Each child was exposed to a series of 3 sessions of child–robot interaction. Over a period of one month we were able to have 3 sessions for all 20 children. This gives us a window into the potential of social robots for supporting children with cognitive impairments, and specifically for practising social skills such as attention. We expect more exposures to the robot to have beneficial effects on the outcomes and identify the need for long-term observations of child–robot interaction. Overall, we could see an improvement for most of the children from session 1 to session 3, and while improvement tails of after session 2, the interest in the robot remains high, suggesting that future sessions—possibly focusing on other aspects of social development—might be beneficial.

We note that there is no base line for the measure we used (task completion time), as such we cannot compare our robot-based intervention to alternative interventions. Further research is warranted into longer-term interactions: would more sessions have diminishing returns? And perhaps most importantly, are we just seeing a practice effect, whereby increased exposure to the robot results in lower completion times, or is it the social aspect of the robot that improves task completion time through increased attention on the task.

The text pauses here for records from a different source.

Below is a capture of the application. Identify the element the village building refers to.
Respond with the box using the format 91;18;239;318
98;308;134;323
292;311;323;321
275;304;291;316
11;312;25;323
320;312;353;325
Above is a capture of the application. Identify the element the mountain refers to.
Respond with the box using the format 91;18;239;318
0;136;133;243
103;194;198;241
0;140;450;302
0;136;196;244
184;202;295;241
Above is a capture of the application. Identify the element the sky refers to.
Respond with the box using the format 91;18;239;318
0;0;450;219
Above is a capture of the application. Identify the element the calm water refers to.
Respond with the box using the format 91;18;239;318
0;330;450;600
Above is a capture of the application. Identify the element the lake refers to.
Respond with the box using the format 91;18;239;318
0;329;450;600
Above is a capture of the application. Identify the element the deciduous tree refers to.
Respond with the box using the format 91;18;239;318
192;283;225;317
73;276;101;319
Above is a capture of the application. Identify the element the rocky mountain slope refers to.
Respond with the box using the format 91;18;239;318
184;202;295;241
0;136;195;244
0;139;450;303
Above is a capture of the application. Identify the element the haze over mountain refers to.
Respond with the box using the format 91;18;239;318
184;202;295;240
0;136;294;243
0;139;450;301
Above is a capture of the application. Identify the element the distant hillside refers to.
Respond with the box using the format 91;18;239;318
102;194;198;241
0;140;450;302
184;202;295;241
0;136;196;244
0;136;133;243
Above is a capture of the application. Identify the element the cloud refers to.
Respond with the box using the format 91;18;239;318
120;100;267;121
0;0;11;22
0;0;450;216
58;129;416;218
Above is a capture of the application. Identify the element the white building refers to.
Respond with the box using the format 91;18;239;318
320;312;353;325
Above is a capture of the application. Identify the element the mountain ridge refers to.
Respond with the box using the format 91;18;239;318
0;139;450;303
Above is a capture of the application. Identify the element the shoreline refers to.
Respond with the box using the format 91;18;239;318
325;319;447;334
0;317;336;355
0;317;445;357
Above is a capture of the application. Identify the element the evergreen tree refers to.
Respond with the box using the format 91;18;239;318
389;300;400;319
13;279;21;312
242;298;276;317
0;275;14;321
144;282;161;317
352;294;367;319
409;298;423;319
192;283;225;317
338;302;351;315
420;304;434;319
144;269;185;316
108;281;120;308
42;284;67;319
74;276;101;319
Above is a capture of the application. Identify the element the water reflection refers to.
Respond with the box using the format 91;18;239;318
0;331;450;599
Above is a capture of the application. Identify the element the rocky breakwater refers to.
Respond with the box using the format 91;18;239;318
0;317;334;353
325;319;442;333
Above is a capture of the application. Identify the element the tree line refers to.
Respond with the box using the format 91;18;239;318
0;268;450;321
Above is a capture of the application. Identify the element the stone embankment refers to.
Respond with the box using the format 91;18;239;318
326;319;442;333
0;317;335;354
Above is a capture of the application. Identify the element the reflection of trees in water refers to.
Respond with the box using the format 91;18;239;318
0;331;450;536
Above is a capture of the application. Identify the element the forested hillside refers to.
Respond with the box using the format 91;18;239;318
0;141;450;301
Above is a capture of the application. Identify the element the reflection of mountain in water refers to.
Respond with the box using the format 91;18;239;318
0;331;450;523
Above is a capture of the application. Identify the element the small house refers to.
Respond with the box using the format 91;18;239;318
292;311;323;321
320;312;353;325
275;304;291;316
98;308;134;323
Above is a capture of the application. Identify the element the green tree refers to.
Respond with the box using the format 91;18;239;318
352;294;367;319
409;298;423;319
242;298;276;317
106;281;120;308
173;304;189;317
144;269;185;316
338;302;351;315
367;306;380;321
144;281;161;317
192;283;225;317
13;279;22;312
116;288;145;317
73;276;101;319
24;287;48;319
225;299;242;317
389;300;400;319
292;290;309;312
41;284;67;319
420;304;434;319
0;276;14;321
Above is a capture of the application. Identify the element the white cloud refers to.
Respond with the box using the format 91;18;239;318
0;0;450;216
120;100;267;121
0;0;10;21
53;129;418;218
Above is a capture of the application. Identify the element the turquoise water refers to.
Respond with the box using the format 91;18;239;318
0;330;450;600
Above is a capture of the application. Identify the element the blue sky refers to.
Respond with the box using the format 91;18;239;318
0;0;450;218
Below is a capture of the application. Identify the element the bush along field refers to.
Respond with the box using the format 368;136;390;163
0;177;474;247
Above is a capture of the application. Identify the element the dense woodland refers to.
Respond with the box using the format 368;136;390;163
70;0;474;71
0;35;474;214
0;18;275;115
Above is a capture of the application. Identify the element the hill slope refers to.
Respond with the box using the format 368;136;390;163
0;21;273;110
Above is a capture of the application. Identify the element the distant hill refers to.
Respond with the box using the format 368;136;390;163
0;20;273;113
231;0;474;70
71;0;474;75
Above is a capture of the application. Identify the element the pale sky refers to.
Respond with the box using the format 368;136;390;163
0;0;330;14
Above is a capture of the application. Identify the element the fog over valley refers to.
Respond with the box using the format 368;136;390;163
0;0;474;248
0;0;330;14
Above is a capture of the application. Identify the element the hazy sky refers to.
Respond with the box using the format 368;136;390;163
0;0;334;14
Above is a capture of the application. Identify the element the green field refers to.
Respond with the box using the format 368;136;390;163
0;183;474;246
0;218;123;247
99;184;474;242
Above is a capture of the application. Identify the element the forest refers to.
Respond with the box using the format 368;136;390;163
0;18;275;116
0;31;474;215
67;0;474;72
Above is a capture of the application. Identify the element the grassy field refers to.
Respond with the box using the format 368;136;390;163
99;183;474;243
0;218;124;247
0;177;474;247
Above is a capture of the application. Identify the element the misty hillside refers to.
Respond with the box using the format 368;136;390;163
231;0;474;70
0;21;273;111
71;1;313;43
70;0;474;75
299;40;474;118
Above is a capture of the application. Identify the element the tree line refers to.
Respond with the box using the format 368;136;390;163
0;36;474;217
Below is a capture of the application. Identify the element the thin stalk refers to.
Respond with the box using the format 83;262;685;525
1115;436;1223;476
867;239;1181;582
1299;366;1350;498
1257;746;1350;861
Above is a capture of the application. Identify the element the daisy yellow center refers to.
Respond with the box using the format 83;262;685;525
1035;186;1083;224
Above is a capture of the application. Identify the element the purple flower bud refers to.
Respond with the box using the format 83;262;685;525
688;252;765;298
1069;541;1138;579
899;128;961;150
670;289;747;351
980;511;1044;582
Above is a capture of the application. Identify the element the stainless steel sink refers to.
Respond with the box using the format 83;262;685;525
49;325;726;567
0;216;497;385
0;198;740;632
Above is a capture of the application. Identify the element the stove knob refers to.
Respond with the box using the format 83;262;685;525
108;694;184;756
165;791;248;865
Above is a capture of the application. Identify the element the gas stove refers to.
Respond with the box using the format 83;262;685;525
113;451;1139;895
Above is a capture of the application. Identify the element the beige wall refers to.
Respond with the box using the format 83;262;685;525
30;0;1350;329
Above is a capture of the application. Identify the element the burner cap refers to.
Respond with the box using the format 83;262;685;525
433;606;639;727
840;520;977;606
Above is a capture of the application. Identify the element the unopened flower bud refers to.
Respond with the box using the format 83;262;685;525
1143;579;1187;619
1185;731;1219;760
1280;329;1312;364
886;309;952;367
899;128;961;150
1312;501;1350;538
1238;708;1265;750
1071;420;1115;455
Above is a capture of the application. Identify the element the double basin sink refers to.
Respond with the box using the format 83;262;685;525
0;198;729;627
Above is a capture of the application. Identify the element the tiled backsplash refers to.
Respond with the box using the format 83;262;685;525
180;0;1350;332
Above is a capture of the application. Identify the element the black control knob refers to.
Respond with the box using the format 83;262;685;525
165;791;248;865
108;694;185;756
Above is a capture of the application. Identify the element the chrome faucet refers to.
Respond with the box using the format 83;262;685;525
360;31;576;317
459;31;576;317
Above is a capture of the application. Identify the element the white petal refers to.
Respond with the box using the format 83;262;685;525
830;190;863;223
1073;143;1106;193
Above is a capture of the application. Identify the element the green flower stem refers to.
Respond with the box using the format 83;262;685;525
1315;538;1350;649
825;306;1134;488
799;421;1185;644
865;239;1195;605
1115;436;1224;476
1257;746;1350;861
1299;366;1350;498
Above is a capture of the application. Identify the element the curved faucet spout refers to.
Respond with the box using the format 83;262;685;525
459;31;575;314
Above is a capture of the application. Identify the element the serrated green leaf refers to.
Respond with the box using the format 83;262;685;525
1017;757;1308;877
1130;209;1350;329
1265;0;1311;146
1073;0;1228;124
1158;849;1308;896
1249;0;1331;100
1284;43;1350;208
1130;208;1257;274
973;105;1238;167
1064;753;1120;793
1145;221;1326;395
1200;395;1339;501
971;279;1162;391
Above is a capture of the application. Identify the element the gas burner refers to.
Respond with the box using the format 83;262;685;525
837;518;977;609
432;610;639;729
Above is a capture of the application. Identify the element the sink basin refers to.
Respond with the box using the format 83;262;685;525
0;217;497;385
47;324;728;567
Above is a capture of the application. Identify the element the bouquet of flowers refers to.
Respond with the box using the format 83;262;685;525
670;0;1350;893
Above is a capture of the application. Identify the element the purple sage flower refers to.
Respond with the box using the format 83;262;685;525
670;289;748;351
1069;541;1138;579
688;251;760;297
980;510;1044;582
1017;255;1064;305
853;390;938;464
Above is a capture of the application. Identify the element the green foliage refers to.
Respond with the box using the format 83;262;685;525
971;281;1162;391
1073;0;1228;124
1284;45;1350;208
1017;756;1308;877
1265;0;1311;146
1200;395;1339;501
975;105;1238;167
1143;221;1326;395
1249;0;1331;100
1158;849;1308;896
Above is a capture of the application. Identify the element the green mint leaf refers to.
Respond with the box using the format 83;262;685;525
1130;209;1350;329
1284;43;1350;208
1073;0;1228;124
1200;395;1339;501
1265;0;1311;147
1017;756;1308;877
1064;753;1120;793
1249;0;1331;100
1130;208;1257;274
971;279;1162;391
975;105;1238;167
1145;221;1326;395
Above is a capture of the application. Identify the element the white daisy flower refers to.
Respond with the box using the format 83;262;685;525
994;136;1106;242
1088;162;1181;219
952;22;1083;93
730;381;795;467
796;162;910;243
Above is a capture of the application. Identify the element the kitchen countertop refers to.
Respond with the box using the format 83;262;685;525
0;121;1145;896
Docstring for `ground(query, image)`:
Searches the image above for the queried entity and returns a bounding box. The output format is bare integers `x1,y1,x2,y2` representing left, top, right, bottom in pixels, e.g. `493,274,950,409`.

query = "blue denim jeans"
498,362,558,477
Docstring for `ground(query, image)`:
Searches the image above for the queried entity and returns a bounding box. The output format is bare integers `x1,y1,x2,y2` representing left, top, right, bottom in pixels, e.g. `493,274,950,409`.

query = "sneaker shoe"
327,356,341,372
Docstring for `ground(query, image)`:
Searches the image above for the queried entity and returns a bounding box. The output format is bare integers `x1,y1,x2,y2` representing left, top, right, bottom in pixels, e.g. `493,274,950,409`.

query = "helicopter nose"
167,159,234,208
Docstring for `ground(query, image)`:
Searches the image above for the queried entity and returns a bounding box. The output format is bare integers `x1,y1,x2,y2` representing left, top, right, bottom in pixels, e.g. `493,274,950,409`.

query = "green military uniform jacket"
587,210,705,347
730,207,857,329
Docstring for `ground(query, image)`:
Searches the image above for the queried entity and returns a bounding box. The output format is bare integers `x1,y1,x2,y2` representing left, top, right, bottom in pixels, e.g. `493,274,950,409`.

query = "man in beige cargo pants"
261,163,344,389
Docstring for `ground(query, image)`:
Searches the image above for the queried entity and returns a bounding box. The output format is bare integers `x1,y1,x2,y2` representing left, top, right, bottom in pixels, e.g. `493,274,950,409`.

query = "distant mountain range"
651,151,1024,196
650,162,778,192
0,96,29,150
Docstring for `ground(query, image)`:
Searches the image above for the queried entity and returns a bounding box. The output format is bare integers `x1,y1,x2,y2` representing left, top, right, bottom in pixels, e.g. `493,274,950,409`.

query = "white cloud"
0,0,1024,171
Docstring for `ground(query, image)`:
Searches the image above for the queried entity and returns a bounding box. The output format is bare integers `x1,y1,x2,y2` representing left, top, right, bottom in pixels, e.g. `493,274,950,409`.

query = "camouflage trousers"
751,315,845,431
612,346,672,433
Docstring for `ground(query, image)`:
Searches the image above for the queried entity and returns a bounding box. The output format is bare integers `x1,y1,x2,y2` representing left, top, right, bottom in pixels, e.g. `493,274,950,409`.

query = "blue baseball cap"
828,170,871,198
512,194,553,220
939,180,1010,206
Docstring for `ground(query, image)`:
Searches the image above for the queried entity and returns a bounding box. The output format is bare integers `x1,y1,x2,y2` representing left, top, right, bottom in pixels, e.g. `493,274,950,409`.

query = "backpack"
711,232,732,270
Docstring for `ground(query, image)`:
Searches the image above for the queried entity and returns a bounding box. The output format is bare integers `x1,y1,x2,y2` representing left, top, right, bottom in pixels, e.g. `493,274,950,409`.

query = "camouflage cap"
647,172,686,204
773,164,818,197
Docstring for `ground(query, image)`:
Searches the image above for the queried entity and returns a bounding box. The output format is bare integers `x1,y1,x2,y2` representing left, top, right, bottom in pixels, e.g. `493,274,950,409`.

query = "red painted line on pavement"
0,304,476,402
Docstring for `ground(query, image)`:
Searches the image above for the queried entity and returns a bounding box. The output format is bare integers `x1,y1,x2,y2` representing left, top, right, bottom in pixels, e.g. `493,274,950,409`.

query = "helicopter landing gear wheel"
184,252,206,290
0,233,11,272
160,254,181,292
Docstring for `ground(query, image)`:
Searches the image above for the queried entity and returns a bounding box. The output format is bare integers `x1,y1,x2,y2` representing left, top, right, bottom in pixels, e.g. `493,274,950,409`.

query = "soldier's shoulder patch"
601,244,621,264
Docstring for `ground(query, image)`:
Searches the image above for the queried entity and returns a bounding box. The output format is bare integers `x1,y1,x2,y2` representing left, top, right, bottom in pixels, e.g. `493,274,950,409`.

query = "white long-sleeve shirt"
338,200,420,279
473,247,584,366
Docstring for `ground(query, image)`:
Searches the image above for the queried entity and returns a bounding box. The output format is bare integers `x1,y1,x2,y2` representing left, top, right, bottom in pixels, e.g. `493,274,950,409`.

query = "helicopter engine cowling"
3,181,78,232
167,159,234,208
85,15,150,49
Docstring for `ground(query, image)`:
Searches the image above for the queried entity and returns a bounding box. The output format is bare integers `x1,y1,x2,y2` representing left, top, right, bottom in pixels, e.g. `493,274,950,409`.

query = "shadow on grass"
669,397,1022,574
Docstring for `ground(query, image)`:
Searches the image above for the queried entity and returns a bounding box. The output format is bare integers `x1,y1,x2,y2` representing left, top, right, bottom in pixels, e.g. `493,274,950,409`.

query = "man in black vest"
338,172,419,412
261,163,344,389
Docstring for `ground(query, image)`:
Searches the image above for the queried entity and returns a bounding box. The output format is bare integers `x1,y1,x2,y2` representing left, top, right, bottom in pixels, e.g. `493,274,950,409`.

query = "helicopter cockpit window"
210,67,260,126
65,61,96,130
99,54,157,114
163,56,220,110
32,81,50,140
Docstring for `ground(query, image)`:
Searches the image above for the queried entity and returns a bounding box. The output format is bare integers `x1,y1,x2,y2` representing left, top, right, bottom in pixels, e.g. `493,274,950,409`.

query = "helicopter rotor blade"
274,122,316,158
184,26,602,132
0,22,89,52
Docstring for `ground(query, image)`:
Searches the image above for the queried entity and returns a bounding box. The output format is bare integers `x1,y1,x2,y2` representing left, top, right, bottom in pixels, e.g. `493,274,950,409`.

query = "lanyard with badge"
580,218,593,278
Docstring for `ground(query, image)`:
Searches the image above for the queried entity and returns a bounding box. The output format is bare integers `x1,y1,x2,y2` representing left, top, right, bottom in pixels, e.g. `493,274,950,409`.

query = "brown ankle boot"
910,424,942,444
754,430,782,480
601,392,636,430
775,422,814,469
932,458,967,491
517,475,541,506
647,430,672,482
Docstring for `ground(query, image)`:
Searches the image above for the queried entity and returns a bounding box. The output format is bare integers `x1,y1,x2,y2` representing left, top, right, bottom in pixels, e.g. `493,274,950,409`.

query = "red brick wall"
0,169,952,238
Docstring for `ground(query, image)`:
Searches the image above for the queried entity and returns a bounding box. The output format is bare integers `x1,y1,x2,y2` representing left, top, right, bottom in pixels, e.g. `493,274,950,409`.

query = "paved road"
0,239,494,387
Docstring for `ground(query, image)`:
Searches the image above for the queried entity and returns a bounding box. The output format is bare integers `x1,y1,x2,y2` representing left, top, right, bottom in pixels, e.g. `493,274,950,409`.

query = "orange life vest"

We believe that we have made three contributions to child–robot interaction research; (1) How the content of the interaction module can be designed as a function of the technical capabilities of the robot. This is important since the limitation of the robot sometime could turn down the interest of the children when the robot fail to meet the expectation of the children. Thus, interactive and structured content of the interaction modules could maintain the engagement and interest of the children towards the robot. (2) How multiple observations provide insights which could not have been gleaned from a single exposure of the child to the social embodied robot. This suggest that with multiple exposure, children with cognitive impairments could improve their level of attention based on our findings. (3) The potential for child–robot interaction to improve social communication skills. Social robot could help children diagnosed with cognitive impairment to improve their interaction skills and able to complete the tasks during child–robot interaction.

Finally, we showed how attention skills of CWCI in child–robot interaction can be indirectly measured by assessing (1) task completion time and (2) interaction duration. This offers opportunities for future studies, where low cost robots and low performing visual attention can be substituted with interaction timing measures. Although, we expect that the improvement of attention skills in CWCI in this study will transfer to interactions with people, such as their peers, teachers and family, this has not been assessed in this study. The transfer of improved attention skills during child–robot interaction to real-life interaction should be of great interest in future studies.